高橋さん「最初に完成したのはメインテーマのフレーズです。第1弾PVの曲に肉付けしていきました。そのあとは、オープニング主題歌のワンフレーズや別の曲に散りばめたりして、全体の曲が仕上がりました。意外というか、ドラムとベースだけの曲を本編でたくさん使われてるなと思いました。最終回の重大なシーンでも使われていて、敢えて力んだ感じのない曲をそこに使ったことがACCAっぽいなと思いました」

夏目監督「同じ曲を使うと意識づけになって、その後重要なシーンに聞きなれない曲を入れると効果的になるんです。と、音響監督のはたしょう二さんが仰っていました」

最終回エンディングの演出意図

夏目監督「ジーンとニーノの二人をしんみり終わらせたくなくて。

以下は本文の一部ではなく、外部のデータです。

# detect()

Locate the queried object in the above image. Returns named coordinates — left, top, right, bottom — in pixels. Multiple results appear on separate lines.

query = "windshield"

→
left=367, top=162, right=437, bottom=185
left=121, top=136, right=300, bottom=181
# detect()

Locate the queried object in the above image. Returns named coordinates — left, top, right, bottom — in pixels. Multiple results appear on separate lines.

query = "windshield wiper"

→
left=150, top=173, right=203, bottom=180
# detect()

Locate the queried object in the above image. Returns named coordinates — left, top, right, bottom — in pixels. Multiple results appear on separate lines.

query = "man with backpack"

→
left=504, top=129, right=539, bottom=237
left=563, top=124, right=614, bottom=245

最後のシーンのその後をなぞるようなエンディングにしたかったんです」

高橋さん「『Our Place』の歌詞は、作詞のKonnie Aokiさんにに原作も脚本も読んでいただいて、キャラクターがこの先どうなっていくかを少し匂わせるような歌詞にしていただきました」

鈴木さん「ああいう映画的なラストは監督も僕も好きで、作品にも合っていると思って、自然な流れでこのようなエンディングになりましたね」

最後にゲストひとりひとりからお客様へご挨拶。ゲストとお客様のACCAへの愛情にも溢れた、温かい雰囲気でイベントを終えました。イベント後、Blu-ray &DVD BOX2巻を持ってきてくださったお客様には夏目監督のサイン会を行いました。ひとりひとりとACCAの魅力についてお話ししながら、楽しいサイン会となりました。